Before Big Data took over the world, someone wrote a roman a clef about the 1992 Democratic primary. "Roman a clef," in case you don't know, is French for "novel with a key." It's based on real-life people but doesn't name them directly.
The novel in question was entitled Primary Colors and published by Random House under the author name Anonymous. It spent nine weeks on the New York Times bestseller list, and the circumstances of its publication, as well as its subsequent success, fed speculation about the identity of the author.
The author turned out to be political columnist Joe Klein. While some, including Clinton speechwriter David Kusnet, had guessed that it was Klein, the most convincing argument was put forth by Donald Wayne Foster, a professor of English at Vassar College who subjected the book to textual analysis, comparing his results to known non-fiction writings of Klein's.
Foster published his results in an article in New York magazine, and -- combined with handwriting analysis of notes on a manuscript -- the case was made and Klein was soon outed as the author.
What I found most interesting at the time was how Foster made a kind of scientific case, fingerprinting Klein's work, in a manner of speaking, by quantifying his use of certain words and phrases. Foster, in fact, has used similar tools to assist criminal investigations, including the case of Unabomber Ted Kaczynski.
I thought of the Primary Colors story when I recently read a Times article entitled "Solving the Equation of a Hit Film Script, With Data." It informs us that Hollywood studios have begun using the services of a wonk named Vinny Bruzzese. According to the article, "Mr. Bruzzese and a team of analysts compare the story structure and genre of a draft script with those of released movies, looking for clues to box-office success." The script gets adjusted accordingly.

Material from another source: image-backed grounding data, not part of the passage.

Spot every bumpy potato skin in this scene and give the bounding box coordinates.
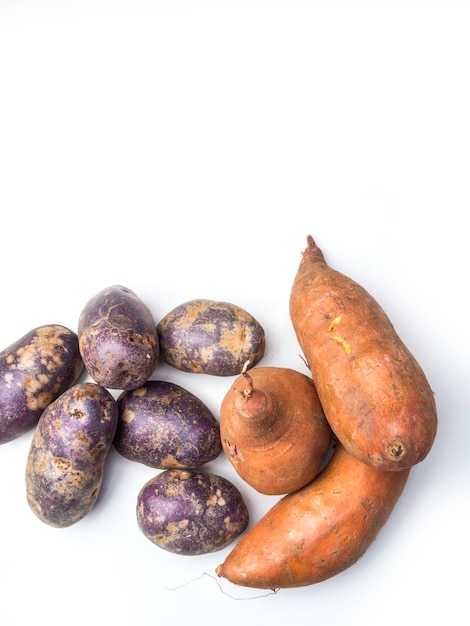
[136,469,249,555]
[289,236,438,471]
[25,382,118,528]
[114,380,222,468]
[156,299,266,376]
[216,444,410,589]
[0,325,84,444]
[78,285,159,390]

This news followed by a few years an article about professors who have applied computing power to titles by English authors in the 19th Century in order to "offer fresh insight into the minds of the Victorians."
The two approaches have Big Data in common, but the key difference lies between using such analysis to look backwards (as with solving the Victorian "mind" or the Primary Colors author mystery) and using it as a guide to create future hits, as Bruzzese presumes to do. The former is a matter of literary criticism. But the latter suggests the automation of creative product.
Naturally, the first reaction a writer has about this is to question whether what he does can ever be done by a computer. That's also our second and third reactions. But do we have an elevated view of our self-worth?
I like to think not, but then again, I would, right? I majored in English, not computer science. If androids are taking everyone else's job, why not mine?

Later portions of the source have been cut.